Cuando se hizo la oscuridad, Lupa y sus pupilas comprendieron que iba a suceder lo peor, y una comenzó a llorar, otra también; una a temblar, otra también y una se dio latigazos, y otra también, de tal manera que se contagiaron de pánico unas a otras, y el burdel de Lupa fue un horror, un rechinar de dientes.

Entonces optaron por llamar a los santones, que, de primeras, se negaron a ir con ellas, hasta que al filo de la medianoche se presentó el hombre pidiendo cobijo y la mujer enladrillada gritó, llamando que fueran, por Dios, a buscarla. Y se presentaron todos, rompieron con un pico la casita de ladrillo y la sacaron de allí. La santona respiró hondo al salir, dijo que hacía años que no respiraba aire puro, un aire que no proviniera de sus propias heces, y se fue contenta a la mancebía, puesto que en aquella última noche del mundo, todos los hombres, píos e impíos, necesitaban la compañía de otros hombres.
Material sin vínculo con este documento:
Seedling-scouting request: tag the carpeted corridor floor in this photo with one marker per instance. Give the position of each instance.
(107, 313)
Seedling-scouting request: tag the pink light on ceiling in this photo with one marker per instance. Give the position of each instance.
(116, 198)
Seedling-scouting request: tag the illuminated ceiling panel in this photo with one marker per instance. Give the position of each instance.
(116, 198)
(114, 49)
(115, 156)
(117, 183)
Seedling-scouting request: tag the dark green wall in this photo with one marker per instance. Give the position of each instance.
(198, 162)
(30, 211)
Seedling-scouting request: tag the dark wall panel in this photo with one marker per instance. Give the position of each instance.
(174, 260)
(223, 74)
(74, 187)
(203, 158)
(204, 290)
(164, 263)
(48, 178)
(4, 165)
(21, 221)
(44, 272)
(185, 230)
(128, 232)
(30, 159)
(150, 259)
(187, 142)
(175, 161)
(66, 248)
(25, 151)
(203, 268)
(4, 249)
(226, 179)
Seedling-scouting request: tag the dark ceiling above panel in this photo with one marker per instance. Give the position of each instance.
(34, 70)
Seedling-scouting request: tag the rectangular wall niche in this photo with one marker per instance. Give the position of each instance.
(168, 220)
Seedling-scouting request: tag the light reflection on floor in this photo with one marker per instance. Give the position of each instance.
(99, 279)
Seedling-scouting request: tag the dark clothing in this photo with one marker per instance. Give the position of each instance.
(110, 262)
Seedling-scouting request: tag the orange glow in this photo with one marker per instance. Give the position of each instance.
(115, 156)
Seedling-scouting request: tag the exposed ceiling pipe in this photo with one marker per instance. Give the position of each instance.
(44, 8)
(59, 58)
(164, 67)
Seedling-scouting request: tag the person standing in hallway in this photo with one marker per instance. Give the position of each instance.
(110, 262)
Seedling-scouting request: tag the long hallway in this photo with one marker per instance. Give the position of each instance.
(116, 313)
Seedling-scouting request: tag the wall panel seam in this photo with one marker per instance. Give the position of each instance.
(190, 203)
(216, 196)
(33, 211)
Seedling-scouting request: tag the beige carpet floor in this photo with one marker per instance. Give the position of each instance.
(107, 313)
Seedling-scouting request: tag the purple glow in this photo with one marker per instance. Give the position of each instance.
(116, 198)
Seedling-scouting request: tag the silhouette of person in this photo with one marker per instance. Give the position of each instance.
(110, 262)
Pasaron mala noche, todos arracimados, entonando plegarias en común, flagelándose, temblando, creyendo que cada ruido que oían era el aviso del Fin del Mundo, incluso creyeron escuchar las trompetas del Apocalipsis, y, por fin, a mediodía del primero de enero, como nada sucedía, a Dios gracias, respiraron hondo, después de tanto espanto, y volvió cada cual a lo suyo.